Verdi (13!) spent the day sorting through his birthday stash, playing the games he got (We Didn’t Playtest This at All and Cthulhu Dice) and trying the science stuff (a lemon clock, a model rocket, a solar hot air balloon, an optic fiber lamp). He also made us dinner. We had some good conversation over dinner about the Trayvon Martin case, comparing it to the case where a Florida mom got twenty years for firing a warning shot after slipping away from her husband, who had been just then brutally beating her, and for whom she had an order of protection. We mostly discussed race and language, though, comparing the implications of two ideas about “why poor black people talk that way.” Most of the social media response to the testimony of Trayvon’s young black friend assumes that she speaks “that” way because she is underprivileged and undereducated, but I asserted to Verdi some of the notions I’d picked up in anti-racism blogs, that these language structures are just as intelligent and deliberate as our own and represent a very wise way of hiding in plain sight, a necessity when your skin color is a crime.

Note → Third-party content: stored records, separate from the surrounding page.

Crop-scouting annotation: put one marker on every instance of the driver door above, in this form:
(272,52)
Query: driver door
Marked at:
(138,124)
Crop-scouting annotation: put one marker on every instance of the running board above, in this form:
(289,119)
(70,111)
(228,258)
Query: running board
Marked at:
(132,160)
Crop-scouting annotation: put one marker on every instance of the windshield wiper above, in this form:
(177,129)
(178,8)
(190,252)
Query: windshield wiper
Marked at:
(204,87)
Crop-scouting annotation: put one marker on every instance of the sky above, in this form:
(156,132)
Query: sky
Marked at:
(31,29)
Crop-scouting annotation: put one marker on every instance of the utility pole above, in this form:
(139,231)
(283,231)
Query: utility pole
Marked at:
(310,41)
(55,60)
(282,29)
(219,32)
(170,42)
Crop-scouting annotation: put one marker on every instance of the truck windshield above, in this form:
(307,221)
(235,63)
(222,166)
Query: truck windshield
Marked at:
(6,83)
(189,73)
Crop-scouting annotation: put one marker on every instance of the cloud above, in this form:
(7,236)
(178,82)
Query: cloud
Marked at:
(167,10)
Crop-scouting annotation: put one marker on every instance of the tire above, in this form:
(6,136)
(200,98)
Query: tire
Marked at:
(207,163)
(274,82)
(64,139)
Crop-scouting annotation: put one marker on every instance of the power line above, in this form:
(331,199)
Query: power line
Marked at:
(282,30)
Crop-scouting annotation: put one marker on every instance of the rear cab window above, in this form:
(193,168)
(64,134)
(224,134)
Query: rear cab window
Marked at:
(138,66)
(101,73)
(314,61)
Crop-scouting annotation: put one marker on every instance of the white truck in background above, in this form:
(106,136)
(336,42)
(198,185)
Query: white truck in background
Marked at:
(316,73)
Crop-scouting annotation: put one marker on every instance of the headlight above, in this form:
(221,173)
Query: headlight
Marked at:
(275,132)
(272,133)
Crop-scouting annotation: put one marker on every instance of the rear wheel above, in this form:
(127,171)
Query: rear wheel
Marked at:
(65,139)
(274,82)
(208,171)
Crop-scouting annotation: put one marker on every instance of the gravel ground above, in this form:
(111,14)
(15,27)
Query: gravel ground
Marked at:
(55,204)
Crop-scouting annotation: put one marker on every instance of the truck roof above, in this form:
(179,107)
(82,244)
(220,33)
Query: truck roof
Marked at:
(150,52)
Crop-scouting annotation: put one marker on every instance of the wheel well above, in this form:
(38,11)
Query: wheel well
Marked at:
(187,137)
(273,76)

Bear (10) did some artwork, careful grayscale sketches of weaponry. He spent much of the day managing the behavior of his kitten, who is quite the handful right now. He read some in an economics text (“the most important unit in economics is happiness,” he said) and read a bit in a theoretical physics book about the speed of light in a vacuum. He also ran an errand for me, going out to a grocery to get milk and butter. Oh, and he cleaned the living room. He would like it recorded that “I made an epic house in Minecraft.” He claims this should count as architecture.
Terran (7) swears that all he has done all day is play with the kitten and drink cool beverages. It’s pretty hot here today. I know he also built several spaceships from Lego, listened to me read Pippi Longstocking aloud, played more than one board game with Verdi, and cleaned the dining room.
I had a therapy appointment in the middle of the day, so I will have to take their word(s) for it, even though they always, always forget half the cool stuff they did and I have to find out about it later accidentally.